Aetna also announced a four-year reinsurance agreement with Vitality Re IV Limited, a newly-formed special purpose insurance company based in the Cayman Islands in January. The transaction is expected to release capital held with respect to Aetna's commercial group health business, thereby effectively meeting the risk-based capital requirements set by state regulators.
Also, to return more value to shareholders, in February, the Board authorized Aetna to buyback additional $750 million shares.
Aetnais aggressively looking to generate incremental fee revenues from Accountable Care Solutions (ACO).
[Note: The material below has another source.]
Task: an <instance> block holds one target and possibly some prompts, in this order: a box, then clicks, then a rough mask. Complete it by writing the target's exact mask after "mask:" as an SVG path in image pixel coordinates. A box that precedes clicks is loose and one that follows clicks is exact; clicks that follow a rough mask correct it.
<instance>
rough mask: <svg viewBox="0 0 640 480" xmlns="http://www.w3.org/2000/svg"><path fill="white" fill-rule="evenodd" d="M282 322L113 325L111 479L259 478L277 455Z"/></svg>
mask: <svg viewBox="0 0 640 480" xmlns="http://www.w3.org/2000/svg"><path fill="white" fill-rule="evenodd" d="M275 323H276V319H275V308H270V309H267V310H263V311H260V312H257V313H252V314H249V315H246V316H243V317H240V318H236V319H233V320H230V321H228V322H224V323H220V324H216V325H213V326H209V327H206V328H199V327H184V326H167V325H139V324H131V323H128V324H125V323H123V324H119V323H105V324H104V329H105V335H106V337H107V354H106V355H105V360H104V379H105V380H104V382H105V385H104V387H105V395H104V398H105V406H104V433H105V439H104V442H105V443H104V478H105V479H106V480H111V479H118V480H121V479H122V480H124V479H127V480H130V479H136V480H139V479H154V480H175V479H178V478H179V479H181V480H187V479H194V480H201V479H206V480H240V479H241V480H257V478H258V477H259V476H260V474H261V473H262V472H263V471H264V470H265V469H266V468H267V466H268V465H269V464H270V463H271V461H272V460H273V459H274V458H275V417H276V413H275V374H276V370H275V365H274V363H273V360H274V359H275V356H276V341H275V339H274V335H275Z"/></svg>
On Mar 11, 2013, Aetna announced the formation of an ACO with ProHealth Physicians, Inc. Previously, in January, the company agreed to form an ACO with Texas Health Resources.
Previously, Aetna reported positive earnings surprise in 2 of the 4 quarters in 2012, with an average beat of 3.53%. The Zacks Consensus Estimate for the company’s first quarter of 2013 is currently pegged at $1.40 per share, representing a year-over-year increase of 4.64%. Aetna guided FY13 operating earnings per share to a minimum of $5.40.
The valuation of Aetna looks attractive. The shares are trading at a 7.4% premium to peer group average on a price-to-book value basis and at a discount of 16.1% on a price-to-earnings. The return on equity of 16.9% is 37.4% higher than the peer group average of 12.3%.
Aetna carries a Zacks Rank #2 (Buy). Another healthcare stock worth considering is Health Net Inc. (HNT) – Zacks Rank #1 (Strong Buy).